Pay Point India, an online payment service provider, will apply to the Reserve Bank of India for a payment bank licence.

Describing the company’s product as a ‘fast moving consumer service’, Ketan Doshi, MD and CEO, said Pay Point already has a prepaid licence and a retail network. It’s also a business correspondent. “We fall in all three categories. Also, we are 100 per cent Indian origin firm, which makes it easier for us to apply,” he said. “With a turnover of ₹450-600 crore on an annual basis, we do about 25,000 transactions daily across all product lines.”

Started in 2008, Pay Point now has 11,000 touch-points (in the form of mom-and-pop stores, kirana stores and general stores) across the country, where consumers can walk in and make payments or buy subscriptions.

It has four services — utility services that include collection of bills, Government taxes, etc; recharges of telcos and DTH services; ticket bookings of airways; and and financial services such as account opening and withdrawal. These services are provided on all three online channels — POS (point of sale terminals), web-enabled login and mobile applications.

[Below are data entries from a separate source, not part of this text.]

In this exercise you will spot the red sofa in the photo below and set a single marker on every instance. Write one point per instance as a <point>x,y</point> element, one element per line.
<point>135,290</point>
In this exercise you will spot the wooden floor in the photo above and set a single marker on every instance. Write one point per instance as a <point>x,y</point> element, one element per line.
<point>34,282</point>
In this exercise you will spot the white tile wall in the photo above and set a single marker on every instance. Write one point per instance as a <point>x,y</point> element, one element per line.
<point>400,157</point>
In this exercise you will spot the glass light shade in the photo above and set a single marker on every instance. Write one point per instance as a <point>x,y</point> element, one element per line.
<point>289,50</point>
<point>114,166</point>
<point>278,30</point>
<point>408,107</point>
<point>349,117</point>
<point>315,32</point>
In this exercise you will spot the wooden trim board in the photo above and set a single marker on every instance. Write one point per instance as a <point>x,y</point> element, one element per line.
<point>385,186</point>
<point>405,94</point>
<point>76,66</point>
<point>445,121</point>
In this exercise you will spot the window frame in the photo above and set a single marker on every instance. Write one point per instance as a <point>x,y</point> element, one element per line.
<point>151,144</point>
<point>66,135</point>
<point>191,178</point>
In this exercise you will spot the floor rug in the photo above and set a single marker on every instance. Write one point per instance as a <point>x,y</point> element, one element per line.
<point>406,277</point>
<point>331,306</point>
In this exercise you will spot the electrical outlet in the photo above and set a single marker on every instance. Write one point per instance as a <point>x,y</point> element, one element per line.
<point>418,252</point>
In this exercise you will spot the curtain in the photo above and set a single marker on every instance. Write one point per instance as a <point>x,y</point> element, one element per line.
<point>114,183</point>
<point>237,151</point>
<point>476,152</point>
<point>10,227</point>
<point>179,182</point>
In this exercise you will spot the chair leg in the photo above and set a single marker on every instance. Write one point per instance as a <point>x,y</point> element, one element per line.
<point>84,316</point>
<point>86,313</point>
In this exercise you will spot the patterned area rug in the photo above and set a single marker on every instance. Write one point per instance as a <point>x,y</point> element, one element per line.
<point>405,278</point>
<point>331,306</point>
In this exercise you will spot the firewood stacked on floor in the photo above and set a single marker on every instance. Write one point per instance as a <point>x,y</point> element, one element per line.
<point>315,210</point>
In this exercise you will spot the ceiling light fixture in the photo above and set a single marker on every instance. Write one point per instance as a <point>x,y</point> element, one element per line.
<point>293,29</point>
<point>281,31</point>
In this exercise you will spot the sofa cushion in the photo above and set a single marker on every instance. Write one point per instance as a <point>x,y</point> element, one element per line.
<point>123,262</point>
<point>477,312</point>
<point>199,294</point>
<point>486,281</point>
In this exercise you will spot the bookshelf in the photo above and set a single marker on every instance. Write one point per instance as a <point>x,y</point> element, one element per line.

Doshi said turning into a payment bank would give Pay Point India greater flexibility with possible cash-out, no more revenue-sharing with banks, no dependency on banks for approval to roll out services and less cost of setting up banking infrastructure due to technology among others.

Major challenges

Among the challenges, Doshi said payment bank cannot give credit which will limit its options. In some cases, the payment bank may be tied up with a merchant and if the merchant needs credit, it will have to migrate to a full fledged bank.

“Secondly, the upper cap of ₹1 lakh deposit is too less. If a payment bank signs up a small kirana store at a remote location and if he has a bigger collection, it will eventually go to a big bank. This could have been relaxed to at least ₹2.5-3 lakh,” Doshi highlighted.